Oggi invece c’è chi si eccita davanti ad un’immagine finta di una persona che non ha mai voluto mostrarsi nuda.
C’è qualcosa di patologico, di malato, di disperato in tutto questo.
Lo capisco: la tentazione tecnologica è forte.
Uno può voler “nudificare” la capoufficio, la vicina di casa, la dentista… magari pure la suora del catechismo.
Ma la domanda resta sempre la stessa: “E poi?” Che te ne fai di un falso? Ma che gusto c’è?
Che soddisfazione può dare il guardare un corpo che non esiste?
È come mangiare una carbonara stampata in 3D o baciare un manichino.

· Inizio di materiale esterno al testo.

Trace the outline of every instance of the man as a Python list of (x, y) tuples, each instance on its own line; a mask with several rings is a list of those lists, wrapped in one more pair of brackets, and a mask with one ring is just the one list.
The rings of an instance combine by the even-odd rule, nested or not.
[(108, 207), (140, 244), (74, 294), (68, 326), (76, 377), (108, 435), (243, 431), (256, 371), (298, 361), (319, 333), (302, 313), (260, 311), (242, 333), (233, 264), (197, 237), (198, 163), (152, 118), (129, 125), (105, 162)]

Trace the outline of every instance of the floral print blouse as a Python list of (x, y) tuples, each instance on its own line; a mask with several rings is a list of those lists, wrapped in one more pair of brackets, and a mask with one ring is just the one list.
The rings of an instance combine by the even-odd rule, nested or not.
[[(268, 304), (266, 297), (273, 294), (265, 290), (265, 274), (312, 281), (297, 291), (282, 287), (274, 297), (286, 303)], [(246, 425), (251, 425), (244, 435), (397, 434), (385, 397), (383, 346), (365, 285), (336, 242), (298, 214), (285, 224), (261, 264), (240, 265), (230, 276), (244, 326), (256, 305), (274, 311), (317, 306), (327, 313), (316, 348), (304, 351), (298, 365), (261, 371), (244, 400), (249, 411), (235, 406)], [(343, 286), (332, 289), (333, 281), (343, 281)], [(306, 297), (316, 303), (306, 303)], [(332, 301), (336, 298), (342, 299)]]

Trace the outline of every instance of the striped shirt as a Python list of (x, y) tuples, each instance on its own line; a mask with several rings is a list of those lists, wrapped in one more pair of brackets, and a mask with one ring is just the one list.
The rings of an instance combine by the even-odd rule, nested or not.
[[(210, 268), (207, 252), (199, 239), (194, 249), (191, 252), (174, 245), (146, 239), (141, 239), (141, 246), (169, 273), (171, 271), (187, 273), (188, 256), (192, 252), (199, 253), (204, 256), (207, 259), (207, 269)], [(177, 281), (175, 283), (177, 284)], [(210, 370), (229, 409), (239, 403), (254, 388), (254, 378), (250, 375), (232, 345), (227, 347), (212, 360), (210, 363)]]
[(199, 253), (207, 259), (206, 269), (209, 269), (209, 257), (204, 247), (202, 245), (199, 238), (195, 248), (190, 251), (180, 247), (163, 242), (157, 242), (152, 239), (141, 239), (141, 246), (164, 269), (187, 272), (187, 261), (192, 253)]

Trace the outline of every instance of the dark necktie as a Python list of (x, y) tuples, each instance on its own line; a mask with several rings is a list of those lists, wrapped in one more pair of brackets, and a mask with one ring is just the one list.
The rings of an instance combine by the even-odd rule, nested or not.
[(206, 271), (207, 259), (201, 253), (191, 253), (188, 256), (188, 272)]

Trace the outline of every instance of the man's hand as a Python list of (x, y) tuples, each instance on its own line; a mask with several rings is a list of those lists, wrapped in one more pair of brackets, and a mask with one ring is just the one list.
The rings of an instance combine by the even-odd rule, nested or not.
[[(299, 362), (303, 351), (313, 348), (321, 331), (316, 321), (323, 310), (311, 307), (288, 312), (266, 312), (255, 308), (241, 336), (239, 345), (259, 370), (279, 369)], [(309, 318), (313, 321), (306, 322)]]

Solo che in questo caso, mentre tu ti diverti, un’altra persona paga il prezzo della tua leggerezza.
E allora sì, ridiamo pure di questa umanità “nudificata”, che scambia un pixel per un petto, ed una fantasia per una conquista.
Ma dietro la risata resta il disgusto.
Perché nessuna intelligenza artificiale, per quanto evoluta, potrà mai restituire quello che una generazione intera sembra aver perso: la capacità di distinguere l’erotismo dal ridicolo, e la libertà dal disprezzo.
Mi verrebbe da dire che la vera nudità oggi non è quella dei corpi, ma quella dei cervelli; e quella, purtroppo, non c’è algoritmo che possa coprirla.
Quindi ai ragazzi (per gli adulti ritengo sia tempo perso) che giocano a spogliare col mouse do un solo consiglio: chiudete il computer e provateci con una ragazza vera.
È molto più difficile, ma anche infinitamente più umano.
Perché, credetemi, nessuna immagine, nessun algoritmo, nessuna IA potrà mai sostituire una serata vera, su una spiaggia vera, con una ragazza vera, possibilmente altrettanto interessata.
Il resto è solo onanismo digitale travestito da progresso.